Every 6 hours, an automated reconciliation job compares all active agent definitions against the agentRegistry table and classifies each agent:
Current

Registry entry exists and was checked within the last 6 hours. Normal operating state.

Stale

Registry entry exists but has not been reconciled in over 6 hours. Warning notification sent.

Missing

No registry entry found. P0 alert — this agent is unregistered and should not be dispatching.

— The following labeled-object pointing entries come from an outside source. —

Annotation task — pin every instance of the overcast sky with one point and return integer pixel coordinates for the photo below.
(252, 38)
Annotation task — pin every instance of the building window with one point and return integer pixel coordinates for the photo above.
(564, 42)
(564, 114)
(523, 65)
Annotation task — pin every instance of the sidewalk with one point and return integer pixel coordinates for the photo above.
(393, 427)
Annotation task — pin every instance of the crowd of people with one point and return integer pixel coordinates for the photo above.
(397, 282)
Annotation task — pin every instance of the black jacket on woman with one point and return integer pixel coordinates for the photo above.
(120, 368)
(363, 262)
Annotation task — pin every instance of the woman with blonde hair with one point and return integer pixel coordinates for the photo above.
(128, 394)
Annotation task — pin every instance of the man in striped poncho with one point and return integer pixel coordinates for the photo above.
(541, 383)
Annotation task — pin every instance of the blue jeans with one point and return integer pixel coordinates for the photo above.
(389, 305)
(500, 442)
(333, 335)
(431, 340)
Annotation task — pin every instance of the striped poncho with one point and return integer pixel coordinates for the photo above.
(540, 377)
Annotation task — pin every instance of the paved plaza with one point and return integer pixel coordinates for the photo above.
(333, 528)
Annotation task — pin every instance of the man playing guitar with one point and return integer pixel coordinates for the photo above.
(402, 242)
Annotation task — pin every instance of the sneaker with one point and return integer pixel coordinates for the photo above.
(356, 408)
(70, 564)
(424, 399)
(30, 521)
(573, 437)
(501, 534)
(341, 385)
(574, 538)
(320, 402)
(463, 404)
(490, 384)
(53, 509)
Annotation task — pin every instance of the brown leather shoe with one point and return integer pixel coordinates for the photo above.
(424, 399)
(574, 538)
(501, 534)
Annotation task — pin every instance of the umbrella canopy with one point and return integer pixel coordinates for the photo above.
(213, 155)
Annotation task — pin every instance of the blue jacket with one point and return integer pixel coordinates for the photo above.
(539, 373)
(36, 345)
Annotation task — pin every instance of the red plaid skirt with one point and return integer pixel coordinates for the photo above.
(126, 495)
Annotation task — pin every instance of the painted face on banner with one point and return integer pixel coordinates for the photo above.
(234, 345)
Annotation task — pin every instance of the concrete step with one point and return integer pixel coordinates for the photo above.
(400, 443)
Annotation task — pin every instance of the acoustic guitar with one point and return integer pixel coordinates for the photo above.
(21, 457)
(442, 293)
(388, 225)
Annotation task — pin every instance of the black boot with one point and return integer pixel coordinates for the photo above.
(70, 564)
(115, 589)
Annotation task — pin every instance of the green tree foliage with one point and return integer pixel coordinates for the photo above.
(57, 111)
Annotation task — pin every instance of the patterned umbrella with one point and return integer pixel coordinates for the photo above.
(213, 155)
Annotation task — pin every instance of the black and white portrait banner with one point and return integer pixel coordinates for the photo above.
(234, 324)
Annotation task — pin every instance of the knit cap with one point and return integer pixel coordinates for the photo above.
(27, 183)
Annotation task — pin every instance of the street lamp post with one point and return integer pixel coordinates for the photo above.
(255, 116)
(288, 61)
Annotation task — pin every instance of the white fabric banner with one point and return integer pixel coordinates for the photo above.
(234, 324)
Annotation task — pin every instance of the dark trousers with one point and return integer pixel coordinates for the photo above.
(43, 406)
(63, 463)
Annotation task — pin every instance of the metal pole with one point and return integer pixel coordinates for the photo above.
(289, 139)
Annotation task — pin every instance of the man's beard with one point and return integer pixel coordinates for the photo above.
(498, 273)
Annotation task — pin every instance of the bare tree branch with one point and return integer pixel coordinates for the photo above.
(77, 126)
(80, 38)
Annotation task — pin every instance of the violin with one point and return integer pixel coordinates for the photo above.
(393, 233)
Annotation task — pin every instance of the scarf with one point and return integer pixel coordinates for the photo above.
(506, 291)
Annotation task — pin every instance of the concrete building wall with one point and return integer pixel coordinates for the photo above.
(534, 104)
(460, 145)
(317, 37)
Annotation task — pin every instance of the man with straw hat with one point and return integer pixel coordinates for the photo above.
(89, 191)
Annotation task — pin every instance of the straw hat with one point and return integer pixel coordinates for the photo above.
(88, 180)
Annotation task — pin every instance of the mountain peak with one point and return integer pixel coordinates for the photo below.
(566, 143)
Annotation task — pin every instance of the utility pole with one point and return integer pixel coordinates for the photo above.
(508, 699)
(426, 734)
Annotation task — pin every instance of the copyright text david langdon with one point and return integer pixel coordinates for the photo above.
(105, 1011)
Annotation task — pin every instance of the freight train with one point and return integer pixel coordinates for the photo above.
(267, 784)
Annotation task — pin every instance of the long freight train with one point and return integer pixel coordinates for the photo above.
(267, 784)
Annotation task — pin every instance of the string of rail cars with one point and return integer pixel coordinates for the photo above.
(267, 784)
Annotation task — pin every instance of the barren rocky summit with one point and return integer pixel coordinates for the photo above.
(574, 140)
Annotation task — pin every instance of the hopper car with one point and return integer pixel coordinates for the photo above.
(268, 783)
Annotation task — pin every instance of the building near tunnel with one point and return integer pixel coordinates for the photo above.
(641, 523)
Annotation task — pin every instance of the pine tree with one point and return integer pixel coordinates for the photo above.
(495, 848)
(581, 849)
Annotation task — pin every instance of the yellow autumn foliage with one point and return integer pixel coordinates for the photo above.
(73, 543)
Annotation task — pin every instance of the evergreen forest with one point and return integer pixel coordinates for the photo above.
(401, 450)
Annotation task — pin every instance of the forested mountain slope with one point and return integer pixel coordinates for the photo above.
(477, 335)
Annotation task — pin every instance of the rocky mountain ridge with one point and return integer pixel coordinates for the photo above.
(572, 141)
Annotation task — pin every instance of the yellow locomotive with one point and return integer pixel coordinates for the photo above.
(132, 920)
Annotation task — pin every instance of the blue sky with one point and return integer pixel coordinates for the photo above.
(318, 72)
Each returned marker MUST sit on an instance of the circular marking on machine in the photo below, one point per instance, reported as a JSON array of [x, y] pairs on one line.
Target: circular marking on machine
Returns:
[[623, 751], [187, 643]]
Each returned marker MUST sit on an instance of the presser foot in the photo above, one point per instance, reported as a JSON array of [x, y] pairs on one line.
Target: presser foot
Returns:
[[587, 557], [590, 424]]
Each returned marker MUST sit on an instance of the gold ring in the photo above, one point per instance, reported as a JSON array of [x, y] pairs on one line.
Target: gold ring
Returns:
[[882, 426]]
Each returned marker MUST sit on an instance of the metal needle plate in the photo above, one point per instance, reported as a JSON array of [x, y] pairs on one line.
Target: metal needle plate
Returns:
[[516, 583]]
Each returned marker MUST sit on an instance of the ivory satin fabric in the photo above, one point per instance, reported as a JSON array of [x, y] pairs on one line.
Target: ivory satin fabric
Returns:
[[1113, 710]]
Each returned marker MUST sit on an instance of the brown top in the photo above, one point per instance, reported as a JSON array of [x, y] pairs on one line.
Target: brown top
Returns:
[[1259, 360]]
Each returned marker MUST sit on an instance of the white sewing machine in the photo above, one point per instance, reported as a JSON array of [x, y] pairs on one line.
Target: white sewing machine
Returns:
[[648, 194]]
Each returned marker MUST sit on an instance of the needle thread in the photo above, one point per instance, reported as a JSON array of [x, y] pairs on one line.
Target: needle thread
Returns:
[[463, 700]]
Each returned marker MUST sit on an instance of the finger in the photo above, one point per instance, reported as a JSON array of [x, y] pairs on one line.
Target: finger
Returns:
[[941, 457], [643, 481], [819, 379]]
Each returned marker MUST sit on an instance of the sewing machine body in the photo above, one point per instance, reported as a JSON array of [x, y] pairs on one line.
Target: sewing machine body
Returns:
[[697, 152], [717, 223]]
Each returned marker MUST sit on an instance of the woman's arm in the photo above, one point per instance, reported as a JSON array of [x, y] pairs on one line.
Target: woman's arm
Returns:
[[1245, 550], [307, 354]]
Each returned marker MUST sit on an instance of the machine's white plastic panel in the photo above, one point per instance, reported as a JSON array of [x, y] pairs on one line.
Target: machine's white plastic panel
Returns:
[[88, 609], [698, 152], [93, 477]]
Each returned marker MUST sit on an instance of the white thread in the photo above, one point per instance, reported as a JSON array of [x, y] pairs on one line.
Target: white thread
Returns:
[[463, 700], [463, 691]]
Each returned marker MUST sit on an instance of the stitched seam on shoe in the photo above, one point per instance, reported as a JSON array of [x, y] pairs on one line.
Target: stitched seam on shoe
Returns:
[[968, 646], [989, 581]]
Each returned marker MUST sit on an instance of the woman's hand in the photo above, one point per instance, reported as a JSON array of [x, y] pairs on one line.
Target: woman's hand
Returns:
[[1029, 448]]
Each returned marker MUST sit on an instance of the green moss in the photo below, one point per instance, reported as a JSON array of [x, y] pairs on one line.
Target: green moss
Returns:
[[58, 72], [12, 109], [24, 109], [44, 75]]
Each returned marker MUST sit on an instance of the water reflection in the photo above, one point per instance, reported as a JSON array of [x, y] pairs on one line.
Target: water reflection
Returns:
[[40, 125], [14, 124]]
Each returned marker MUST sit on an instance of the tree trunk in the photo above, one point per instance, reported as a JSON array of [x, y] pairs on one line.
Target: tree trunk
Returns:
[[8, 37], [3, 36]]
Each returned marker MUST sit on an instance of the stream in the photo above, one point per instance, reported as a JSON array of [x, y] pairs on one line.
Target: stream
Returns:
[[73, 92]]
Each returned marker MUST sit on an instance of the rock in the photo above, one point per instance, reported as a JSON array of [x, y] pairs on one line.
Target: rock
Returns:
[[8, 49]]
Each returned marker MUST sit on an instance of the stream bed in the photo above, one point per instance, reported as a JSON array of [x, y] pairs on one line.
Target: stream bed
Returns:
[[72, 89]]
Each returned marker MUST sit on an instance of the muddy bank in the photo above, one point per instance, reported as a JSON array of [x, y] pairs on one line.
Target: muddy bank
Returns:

StatusRegistry EntryLast ReconciledNotification
currentExistsWithin 6 hoursNone
staleExistsOver 6 hours agoWarning
missingDoes not existN/AP0 Error alert
A missing status is the most serious finding — it indicates an agent definition exists without a corresponding registry entry. This is the “shadow IT” scenario: an agent that was somehow created or activated outside the normal registration flow. Missing agents generate a P0 operator notification requiring immediate investigation.

Automated Crons

Lifecycle management relies on four automated cron jobs that run on fixed schedules:
Cron JobSchedulePurpose
Auto-Sunset Expired POCsEvery 6 hoursFinds POC agents past their pocExpiresAt and transitions them to sunset with status deprecated. Sends operator notification.
POC Day-30 ReminderDaily at 08:00 UTCFinds POC agents that have reached day 30 and sends a reminder to the owning team: promote, extend, or let it sunset at day 60.
Registry ReconciliationEvery 6 hoursCompares active agent definitions against agentRegistry. Flags missing and stale entries with operator notifications.
Convex-Native Agent SyncEvery 24 hoursEnsures all known Convex-native agents have corresponding agentRegistry entries. Prevents registry drift for built-in agents.

POC LIFECYCLE TIMELINE

Day 0

POC intake

Day 30

Reminder sent

Day 60

Auto-sunset (or day 90 if extended)

Promoted

Production (no expiry)

The day-30 reminder uses a 24-hour window (agents between 30 and 31 days old) to avoid re-notifying every day. The auto-sunset cron is idempotent — running it multiple times against the same expired agent produces the same result.